Struggling To Bridge the Casual-Hardcore Game Gap
With the advent of the Wii and the upcoming motion control systems from Sony and Microsoft, console makers are expanding the gaming population to include vast numbers of casual players. Their problem now, according to this editorial at Eurogamer, is that there doesn't exist a broad selection of games between the simple, introductory titles and the complex, hardcore ones, which tends to limit how deep new players will venture into the gaming ecosystem. Quoting:
"... it needs software that spans the gap between the two camps of offerings which are emerging on Xbox 360 — games that encourage players of Dance Central or Your Shape to move upstream and explore. It's unlikely, perhaps, that they'll ever end up curb-stomping crinkle-faced nasties in Cliff Bleszinski's latest, but we're a long way past the point of the Xbox being all about shooting and driving, even if the public perception hasn't quite moved with the software line-up. The long-term challenge for the games market must, ultimately, be to emulate the success which other mediums have had in creating markets where consumers routinely and happily move between genres, and where franchises which would be pigeonholed as 'hardcore' in the games world nestle comfortably in people's DVD collections alongside those which would be dismissed as 'casual.'"
About transitioning people from Monopoly to Settlers of Cataan to Dungeons and Dragons to tabletop gaming?
Now the people that are playing "casual" games would much prefer watching TV over gaming. Those people will never be able to be converted to a more involved type of game.

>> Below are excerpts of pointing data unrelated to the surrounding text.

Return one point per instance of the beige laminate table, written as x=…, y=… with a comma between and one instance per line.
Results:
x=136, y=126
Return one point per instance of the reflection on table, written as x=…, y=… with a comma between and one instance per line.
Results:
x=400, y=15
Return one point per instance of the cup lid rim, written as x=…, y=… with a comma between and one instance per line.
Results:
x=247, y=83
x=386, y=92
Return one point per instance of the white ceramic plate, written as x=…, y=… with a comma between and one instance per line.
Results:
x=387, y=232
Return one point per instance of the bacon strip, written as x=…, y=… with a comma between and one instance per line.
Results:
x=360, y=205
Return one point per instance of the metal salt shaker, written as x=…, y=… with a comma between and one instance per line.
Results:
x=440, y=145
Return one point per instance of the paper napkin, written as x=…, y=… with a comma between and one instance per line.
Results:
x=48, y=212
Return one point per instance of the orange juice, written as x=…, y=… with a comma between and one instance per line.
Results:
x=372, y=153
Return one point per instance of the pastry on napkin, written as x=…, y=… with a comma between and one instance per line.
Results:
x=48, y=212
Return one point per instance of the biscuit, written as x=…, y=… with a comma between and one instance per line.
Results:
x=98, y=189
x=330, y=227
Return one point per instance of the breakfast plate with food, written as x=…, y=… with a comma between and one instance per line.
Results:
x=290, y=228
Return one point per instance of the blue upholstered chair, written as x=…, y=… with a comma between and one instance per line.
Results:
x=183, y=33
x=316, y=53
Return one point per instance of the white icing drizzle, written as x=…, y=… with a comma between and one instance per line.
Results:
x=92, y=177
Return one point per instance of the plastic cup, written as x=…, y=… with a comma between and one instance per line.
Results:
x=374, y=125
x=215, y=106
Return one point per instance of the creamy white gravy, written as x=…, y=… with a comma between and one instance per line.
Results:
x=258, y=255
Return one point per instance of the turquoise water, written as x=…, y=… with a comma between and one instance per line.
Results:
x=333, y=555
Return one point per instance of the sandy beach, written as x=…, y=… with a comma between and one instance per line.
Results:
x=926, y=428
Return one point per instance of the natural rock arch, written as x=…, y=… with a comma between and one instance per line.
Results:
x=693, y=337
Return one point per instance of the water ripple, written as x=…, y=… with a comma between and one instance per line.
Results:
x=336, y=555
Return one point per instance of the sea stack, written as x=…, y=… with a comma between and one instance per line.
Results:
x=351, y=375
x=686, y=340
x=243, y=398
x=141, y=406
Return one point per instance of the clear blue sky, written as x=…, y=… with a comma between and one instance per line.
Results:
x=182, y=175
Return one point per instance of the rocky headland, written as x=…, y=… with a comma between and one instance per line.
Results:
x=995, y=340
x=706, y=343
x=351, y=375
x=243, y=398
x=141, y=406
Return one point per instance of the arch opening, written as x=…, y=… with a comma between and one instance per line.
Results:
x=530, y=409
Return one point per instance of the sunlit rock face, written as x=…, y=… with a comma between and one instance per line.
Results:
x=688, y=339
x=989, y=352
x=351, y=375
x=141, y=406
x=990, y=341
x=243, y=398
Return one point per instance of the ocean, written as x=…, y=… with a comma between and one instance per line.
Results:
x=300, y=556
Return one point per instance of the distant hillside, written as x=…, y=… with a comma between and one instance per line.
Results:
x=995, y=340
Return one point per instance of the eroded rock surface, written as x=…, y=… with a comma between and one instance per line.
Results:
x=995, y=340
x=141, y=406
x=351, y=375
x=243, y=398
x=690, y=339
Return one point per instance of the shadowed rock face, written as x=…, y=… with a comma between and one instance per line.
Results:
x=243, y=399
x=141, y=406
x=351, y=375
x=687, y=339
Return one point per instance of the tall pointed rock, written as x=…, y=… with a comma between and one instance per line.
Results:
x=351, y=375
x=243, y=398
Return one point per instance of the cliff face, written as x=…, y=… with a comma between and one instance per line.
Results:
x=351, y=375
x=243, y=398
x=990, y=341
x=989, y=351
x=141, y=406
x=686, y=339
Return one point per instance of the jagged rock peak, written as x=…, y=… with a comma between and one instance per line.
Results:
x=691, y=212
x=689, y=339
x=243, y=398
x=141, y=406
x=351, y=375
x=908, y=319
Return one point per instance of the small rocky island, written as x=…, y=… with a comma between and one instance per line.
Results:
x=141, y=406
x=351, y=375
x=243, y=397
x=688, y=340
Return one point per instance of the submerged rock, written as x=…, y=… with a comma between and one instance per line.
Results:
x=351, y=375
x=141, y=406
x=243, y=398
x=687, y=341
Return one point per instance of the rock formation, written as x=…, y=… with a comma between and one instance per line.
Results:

Look at all the people that play Farmville. My wife even got into it and she HATES video games. And after a short time she bailed on it. Why? because she doesn't want to invest time into a useless endeavor.
Give her something more complex that might not be a "waste of time" and she gets frustrated because she wants a zero learning curve. Zero learning curve tends to mean something less then advanced. It's an evil little circle that might be impossible to overcome.
The untapped market will more likely than not remain untapped.
Fear Is the Only God
I absolutely disagree with you.
As someone who used to be hardcore into ID Software FPS titles, now that I am an adult with more responsibilities, it is harder to dedicate that much time towards finding a another freaking Intel Item, hidden obscurely in some level somewhere.
If I cannot play for 15-20 minutes and abort where I am at, without suffering huge penalties, I am not going to ever finish that game.
I am much more interested in quick games on my iPad, but wouldn't mind if they had a little more depth. Save the super hardcore games for the high school kids, but give us more than Poppit.